By this time the protection of the trees was no match for the volume of the buckets of water washing down on them. We were soaked through every layer of clothing- and to make matters more comical, we were carrying all of our possessions because we hadn't checked into our hotel yet. Everything we had was soaked through.
It was at this point that we realized that the torrent was not only washing us but the trees as well. It was washing the bugs out of the trees. There we stood, dripping water from every appendage and covered in newly cleaned bugs.
It was a completely miserable experience and we stood under that tree for 30 minutes, waiting for the rain to stop- drenched, covered in bugs, and laughing hysterically- delighted to be together creating a family moment we'll never forget.

The Endless Quest for a Cheap Hotel


I hate paying lots of money for a place to lay my head and shower in the morning. I never spend time at the hotel when I'm traveling. It makes no sense in my mind to travel 3000 miles and spend time at some non-descript building when there is always something new and interesting to see, do, taste or explore elsewhere.
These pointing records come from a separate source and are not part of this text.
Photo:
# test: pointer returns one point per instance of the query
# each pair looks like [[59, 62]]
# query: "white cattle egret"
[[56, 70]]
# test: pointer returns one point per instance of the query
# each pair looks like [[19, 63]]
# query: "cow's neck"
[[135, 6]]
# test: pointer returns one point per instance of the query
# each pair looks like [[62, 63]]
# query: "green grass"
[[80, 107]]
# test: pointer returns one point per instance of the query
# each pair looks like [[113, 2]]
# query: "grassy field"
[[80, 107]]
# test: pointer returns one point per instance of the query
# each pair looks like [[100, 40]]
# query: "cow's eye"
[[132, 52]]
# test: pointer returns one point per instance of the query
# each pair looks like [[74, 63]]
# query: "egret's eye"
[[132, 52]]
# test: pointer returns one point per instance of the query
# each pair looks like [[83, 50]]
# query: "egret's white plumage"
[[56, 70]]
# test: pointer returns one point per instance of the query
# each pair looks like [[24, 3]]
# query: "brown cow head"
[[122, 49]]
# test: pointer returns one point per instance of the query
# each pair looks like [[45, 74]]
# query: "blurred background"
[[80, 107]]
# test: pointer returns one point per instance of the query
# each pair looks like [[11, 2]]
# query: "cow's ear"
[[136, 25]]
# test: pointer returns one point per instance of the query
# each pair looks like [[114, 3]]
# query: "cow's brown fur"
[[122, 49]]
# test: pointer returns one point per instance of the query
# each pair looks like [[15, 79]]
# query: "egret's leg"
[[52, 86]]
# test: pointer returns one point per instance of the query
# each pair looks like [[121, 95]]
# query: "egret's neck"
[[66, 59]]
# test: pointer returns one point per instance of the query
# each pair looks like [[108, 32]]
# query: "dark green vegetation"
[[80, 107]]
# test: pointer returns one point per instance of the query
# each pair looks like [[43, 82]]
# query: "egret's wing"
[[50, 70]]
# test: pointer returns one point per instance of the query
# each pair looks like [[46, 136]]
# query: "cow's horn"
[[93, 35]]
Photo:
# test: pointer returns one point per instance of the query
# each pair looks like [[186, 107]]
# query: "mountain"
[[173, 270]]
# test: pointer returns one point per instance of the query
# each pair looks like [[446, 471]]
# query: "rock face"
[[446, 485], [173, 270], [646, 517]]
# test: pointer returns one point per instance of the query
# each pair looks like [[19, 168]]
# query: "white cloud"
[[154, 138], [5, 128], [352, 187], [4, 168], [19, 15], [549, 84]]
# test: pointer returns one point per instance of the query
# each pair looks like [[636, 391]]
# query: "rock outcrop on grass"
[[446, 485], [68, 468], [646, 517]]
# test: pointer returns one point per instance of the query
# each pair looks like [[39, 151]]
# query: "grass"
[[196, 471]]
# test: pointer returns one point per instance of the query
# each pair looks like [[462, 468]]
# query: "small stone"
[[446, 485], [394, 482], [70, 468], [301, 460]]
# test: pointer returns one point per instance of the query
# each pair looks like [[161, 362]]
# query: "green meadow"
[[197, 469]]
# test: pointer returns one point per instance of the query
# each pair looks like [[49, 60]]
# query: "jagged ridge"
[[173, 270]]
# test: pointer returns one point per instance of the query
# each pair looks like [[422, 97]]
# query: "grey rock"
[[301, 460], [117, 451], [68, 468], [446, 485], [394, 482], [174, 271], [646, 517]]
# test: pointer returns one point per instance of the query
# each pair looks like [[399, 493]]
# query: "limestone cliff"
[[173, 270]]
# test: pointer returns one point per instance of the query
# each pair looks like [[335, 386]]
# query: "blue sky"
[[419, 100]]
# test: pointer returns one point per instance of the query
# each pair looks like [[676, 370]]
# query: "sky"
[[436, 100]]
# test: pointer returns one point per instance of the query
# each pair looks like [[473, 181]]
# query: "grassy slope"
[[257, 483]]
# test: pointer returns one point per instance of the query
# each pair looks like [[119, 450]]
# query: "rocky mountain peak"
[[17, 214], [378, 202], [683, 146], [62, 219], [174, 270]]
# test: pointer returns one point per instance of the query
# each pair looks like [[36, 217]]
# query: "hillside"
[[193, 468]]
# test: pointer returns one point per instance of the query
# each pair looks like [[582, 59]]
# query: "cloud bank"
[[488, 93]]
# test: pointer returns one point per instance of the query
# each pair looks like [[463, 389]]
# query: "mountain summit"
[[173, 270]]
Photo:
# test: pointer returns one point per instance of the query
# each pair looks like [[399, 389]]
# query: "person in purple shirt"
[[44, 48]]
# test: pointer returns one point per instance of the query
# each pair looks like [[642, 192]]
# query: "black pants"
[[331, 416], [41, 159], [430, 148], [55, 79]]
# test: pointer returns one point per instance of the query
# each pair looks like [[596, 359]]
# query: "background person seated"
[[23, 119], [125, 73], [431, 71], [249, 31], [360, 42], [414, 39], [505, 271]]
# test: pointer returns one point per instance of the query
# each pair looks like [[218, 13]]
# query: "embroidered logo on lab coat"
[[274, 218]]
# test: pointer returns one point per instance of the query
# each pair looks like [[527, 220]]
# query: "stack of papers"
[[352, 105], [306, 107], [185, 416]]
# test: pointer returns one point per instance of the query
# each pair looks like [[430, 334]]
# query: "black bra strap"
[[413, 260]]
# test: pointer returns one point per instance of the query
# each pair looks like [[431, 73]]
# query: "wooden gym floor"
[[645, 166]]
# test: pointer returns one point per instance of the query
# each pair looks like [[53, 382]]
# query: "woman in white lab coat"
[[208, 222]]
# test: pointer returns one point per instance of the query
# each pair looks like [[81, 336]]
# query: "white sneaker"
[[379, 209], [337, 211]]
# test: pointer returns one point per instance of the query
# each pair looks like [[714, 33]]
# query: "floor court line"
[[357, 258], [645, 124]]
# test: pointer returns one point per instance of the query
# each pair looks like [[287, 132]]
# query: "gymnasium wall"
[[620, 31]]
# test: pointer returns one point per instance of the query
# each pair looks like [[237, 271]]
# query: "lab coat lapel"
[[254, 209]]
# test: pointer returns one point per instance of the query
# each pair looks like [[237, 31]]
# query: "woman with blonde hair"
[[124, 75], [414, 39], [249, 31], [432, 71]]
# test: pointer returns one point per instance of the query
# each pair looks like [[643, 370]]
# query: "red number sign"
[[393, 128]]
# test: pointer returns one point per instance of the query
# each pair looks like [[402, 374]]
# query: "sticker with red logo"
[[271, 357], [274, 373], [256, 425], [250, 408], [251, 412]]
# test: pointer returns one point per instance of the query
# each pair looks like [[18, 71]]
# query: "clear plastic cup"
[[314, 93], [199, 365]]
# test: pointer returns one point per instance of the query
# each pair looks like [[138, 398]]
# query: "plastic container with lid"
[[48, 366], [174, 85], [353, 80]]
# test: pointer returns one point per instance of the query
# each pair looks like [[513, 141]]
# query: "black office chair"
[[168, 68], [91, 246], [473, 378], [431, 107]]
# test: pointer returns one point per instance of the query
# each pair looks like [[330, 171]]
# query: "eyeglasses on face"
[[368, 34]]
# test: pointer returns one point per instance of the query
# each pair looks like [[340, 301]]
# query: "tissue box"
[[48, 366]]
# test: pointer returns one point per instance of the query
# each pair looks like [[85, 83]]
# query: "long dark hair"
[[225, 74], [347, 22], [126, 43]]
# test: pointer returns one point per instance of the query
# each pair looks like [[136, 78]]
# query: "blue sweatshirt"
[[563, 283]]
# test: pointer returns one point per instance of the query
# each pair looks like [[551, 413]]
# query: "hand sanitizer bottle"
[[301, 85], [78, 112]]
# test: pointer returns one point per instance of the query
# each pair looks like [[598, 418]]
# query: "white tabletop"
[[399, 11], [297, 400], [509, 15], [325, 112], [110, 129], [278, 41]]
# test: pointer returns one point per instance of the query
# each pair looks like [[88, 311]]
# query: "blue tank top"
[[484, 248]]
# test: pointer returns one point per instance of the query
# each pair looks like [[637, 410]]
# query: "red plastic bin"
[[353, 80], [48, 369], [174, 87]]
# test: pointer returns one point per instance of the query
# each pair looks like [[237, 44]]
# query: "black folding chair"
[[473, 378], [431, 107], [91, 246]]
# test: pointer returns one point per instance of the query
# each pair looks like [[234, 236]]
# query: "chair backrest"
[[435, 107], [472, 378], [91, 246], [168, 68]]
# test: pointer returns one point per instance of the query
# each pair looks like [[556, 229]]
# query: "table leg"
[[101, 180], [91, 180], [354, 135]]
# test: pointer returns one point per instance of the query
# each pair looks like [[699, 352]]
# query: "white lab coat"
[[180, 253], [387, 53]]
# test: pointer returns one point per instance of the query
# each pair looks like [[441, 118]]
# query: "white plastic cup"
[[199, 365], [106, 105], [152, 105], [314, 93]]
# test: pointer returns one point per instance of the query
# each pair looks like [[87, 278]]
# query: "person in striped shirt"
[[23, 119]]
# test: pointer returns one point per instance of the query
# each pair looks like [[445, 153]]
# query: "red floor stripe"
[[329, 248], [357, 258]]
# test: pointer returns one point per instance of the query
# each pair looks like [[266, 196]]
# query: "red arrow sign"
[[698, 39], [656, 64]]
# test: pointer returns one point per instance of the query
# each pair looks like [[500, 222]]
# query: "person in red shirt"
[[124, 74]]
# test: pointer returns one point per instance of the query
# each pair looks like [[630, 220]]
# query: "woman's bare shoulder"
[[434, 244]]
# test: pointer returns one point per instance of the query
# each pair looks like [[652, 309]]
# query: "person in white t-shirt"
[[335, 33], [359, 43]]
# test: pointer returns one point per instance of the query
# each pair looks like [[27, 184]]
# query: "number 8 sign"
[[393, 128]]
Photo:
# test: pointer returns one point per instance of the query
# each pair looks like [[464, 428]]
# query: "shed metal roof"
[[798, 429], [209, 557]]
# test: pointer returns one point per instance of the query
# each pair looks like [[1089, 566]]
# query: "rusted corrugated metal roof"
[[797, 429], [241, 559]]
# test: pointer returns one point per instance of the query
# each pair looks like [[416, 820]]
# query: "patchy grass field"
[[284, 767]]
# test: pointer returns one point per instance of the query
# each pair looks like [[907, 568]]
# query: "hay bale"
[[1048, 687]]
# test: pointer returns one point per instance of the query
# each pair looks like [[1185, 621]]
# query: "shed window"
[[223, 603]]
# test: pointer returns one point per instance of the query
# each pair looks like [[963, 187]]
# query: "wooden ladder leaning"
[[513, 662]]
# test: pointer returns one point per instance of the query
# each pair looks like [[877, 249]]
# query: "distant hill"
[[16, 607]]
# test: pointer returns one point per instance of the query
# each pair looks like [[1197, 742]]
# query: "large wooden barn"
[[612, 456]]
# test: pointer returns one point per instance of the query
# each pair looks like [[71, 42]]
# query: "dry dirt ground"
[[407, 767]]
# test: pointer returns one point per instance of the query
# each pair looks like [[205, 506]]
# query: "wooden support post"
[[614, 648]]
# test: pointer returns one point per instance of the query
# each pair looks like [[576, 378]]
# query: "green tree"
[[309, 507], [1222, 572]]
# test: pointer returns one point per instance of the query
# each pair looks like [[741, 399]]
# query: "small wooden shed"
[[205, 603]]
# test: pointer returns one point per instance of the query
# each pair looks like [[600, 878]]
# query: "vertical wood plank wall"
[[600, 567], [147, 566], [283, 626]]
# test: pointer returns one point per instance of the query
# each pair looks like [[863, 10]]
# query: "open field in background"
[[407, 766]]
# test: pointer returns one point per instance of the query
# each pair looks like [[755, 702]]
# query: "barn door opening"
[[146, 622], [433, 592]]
I've looked into couch surfing- staying for fee at someone's place- but most of the people on the website are 20 somethings, mostly male, and it doesn't seem safe to do that with an attractive teenage daughter in tow. Hostels are out for the same reason, we're too old and she's too cute. So were stuck leeching off our friends or finding the cheapest hotel we can that promises to not give us infectious diseases or contribute to our untimely demise. This is the story of this week's lodging adventure.
On Expedia I found the cheapest hotel in the DC area. It was a Comfort Inn- a reputable chain- so I wasn't particularly thorough when checking the reviews, however they were mostly positive- no talk of cockroaches or biker bars next door. My biggest concern was being able to get there with public transportation.
I found the route- the metro from the Smithsonian to the end- then a quick 1 1/2 miles by bus- easy and cheap.
The DC metro is clean, efficient and inexpensive and seems safe enough. The metro ride went without a hitch. When we went to the bus stop we quickly noted that our ethnicity was in the minority. In fact, we were the lone representatives of said ethnicity. We were out of our element- but that can be a good thing- especially when trying to reinforce color blindness in our children. But despite our attempts to be color blind we stuck out from the crowd, getting a few strange looks from our fellow rider, who didn't seem to be as color blind as we were attempting to be. One nice lady guessed we were going to the Comfort Inn and told us where our stop was located. I'm sure our destination couldn't have been more obvious if we'd have tattooed in on our foreheads.
When we got to the hotel the most telling detail of the type of neighborhood was the front desk. Completely surrounding the entire front desk area was a bullet proof glass shield like you could find at a bank. Usually that isn't the best way to instill confidence in your guests- by protecting the hotel employees with an impenitrable barrier while leaving the rest of the hotel open to whomever wants to roam the halls.
However, despite the unwelcoming architectural addition, the room was clean, the staff was nice, the breakfast was fine, and we found out that the other guests were mostly European tourist who must have arrived by rental car. That mode of arrival would have given a completely different feel, in that the hotel was just off the freeway and you wouldn't have known about the neighborhood by seeing only one block of it. That is, if you didn't notice the 2 inch think glass barricade.